2. Filling jars is MESSY! Have your jars lined up in a single row with paper towels ready. I like a single row because I always have jelly drip out the back of the measuring cup and want to keep the jars clean. Put your funnel on the jar, stick your measuring cup in your hot jelly mixture, and fill the jar leaving 1/2" of headroom. The headroom is important. It allows the right amount for preservation. Too little space will not allow preservation, too much will overflow.

3. After you fill a few jars, you can put some lids on. First, leave your glass measuring cup in the mixture (putting it on the counter isn't sterile), then use your paper towels to make sure each glass jar top is clean. If there is jelly on it, it could affect the seal. Put the lid on and hold in place while you gently spin the band on the lid. You want to put the lid on "finger-tight." This means the lid and band are on, but you did not crank it down super tight. Bubbles can get out during the next step.

4. Have your canning pot ready with boiling water. Some of the big canning pots come with a basket so you can lift a bunch of jars in and out at the same time. Line up your jars and lower into the hot bath. Make sure the water can flow around the jars and that they didn't lean over when you set them inside. Then boil for 10 minutes for figs or 15 minutes for other fruits like peaches.

5. The reason you put the lids on "finger-tight" is so that the contents in the jar can expand while they are boiling.

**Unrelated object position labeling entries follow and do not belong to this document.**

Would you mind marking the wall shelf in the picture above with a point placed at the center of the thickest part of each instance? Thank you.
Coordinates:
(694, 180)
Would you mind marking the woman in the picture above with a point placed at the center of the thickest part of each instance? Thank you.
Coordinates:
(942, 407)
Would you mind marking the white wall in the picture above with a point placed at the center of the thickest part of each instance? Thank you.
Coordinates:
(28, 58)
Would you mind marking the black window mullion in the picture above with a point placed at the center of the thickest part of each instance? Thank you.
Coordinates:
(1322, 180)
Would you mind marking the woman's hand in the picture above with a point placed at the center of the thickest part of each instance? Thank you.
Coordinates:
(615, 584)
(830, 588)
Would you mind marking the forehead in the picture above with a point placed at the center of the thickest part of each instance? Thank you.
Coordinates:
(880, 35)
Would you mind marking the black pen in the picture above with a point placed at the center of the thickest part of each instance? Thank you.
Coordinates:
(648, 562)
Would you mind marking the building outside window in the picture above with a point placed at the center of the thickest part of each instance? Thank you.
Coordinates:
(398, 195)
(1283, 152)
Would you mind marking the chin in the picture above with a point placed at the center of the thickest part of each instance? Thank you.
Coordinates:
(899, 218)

This pushes out air and causes the jars to contract as they cool making a seal. The most satisfying sound is the jar lid popping as it cools and drawing in the lid tight. When you pull the jars out of their boiling bath, use towels to go ahead and tighten the jar bands. They are hot so be careful!

A quick note- some people recommend turning the jars upside down at this point to help them seal. Turning upside down also pulls larger fruit pieces up and through the mixture so they aren't floating on the top. With the fig jam, I've generally chopped the fruit so much that it doesn't float. I did make a second round of marmalade where I quartered the figs and added cherry halves and peaches. Marmalade varies from jam or jelly by having less sugar and a thicker fruit zest. I used oranges instead of lemons for the citrus. This chunkier fruit I actually pulled out of the mixture early and put in the jars, boiled the liquid down, and then added this concentrated liquid to the fruit in the jars. Because the fruit floated, I rotated the jars several times until they cooled. 


How much jam does all this make? For the first round, I think I used almost 30 cups of figs and wound up with 36 half pint jars of jelly. Wow! I tend to like half pints for jelly because they are a perfect size for gifts. Have fun and enjoy putting up all the summer goodness!